I sold DUALED as a standalone. I went through revisions and edits never thinking otherwise. So when my publisher came to me about writing a sequel, it was both heady (they want more! yes!) and grounding (the thought of letting down my publisher and future readers of DUALED absolutely terrifies me).
As a reader, the question of whether I prefer a standalone or series is easy. If a book is good, I’ll always want more. Unlike junk food, gorging on a great read will never leave you feeling guilty. But when a book is clearly reaching for more when there simply isn’t more…well, I’m not merely unsatisfied, I’m disappointed. In all honesty, I’ll probably feel a bit annoyed, too, as though I’ve been ripped off or fooled in some way. And I’ll end up wishing I had those hours back.

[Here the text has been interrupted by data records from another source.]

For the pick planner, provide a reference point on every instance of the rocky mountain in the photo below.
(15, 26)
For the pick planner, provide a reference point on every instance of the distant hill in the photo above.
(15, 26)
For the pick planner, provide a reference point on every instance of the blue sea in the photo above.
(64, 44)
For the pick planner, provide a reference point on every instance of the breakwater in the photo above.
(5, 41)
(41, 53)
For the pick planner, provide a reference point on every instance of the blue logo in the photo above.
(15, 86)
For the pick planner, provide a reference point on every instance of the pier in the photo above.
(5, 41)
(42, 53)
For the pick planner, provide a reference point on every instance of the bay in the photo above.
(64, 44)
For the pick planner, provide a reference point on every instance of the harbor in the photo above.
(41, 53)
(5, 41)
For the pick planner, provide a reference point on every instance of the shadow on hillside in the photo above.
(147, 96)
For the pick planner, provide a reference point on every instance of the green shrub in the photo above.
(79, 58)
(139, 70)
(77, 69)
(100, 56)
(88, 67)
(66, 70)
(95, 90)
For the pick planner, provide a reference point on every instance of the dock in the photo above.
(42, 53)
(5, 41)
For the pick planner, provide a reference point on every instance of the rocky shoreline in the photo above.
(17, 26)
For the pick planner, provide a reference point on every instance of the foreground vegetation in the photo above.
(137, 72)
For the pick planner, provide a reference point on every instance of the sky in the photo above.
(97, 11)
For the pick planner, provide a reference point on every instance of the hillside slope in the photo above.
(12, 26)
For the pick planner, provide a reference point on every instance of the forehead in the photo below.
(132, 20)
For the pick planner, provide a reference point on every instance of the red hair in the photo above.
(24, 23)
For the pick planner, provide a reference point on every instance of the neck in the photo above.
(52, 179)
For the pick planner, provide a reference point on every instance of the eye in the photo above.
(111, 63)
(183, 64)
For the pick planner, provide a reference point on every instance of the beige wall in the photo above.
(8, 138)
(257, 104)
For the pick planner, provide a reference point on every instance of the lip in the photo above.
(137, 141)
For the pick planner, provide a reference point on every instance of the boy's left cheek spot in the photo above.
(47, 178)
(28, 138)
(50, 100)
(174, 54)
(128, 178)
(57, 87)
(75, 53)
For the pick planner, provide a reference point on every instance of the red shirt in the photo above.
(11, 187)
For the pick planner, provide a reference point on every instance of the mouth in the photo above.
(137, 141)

As a writer, approaching the process for a series is very different than approaching one for a standalone. All kinds of things have to be considered: mini-arcs within each book; a grander arc that encompasses the whole series; the timing of cliffhangers; overall pacing; resolving plots while still maintaining tension. Staying true to your world and your characters. Raising the stakes. To include enough backstory that a reader can still understand what’s going on if they haven’t read the previous book, yet not too much that you’re boring the crap out of said reader if they have.
All of these points come down to ensuring ONE thing: that each book in a series is strong enough to stand on it own. Just as you can’t end Book One on a huge cliffhanger in hopes a reader will pick up Book Two, you also can’t write Book Two to be little more than a bridge to Book Three, etc. It goes the other way, as well—just as some series are stretched too thin, sometimes there’s simply too much story to fit into a single book. And if you’re working with word count constraints (which a lot of debut authors feel pressured to do, no matter how soft these constraints might be), it can be hard to properly flesh out an ensemble cast of characters and super complicated, winding plotlines.
As it is, I’m finding that writing a sequel isn’t necessarily harder than writing a standalone. In some ways, it might even be easier—the backbones of your world and characters are already there. It’s just…different. You’re still chipping away to get to the good stuff, but you might have to use another set of tools, that’s all.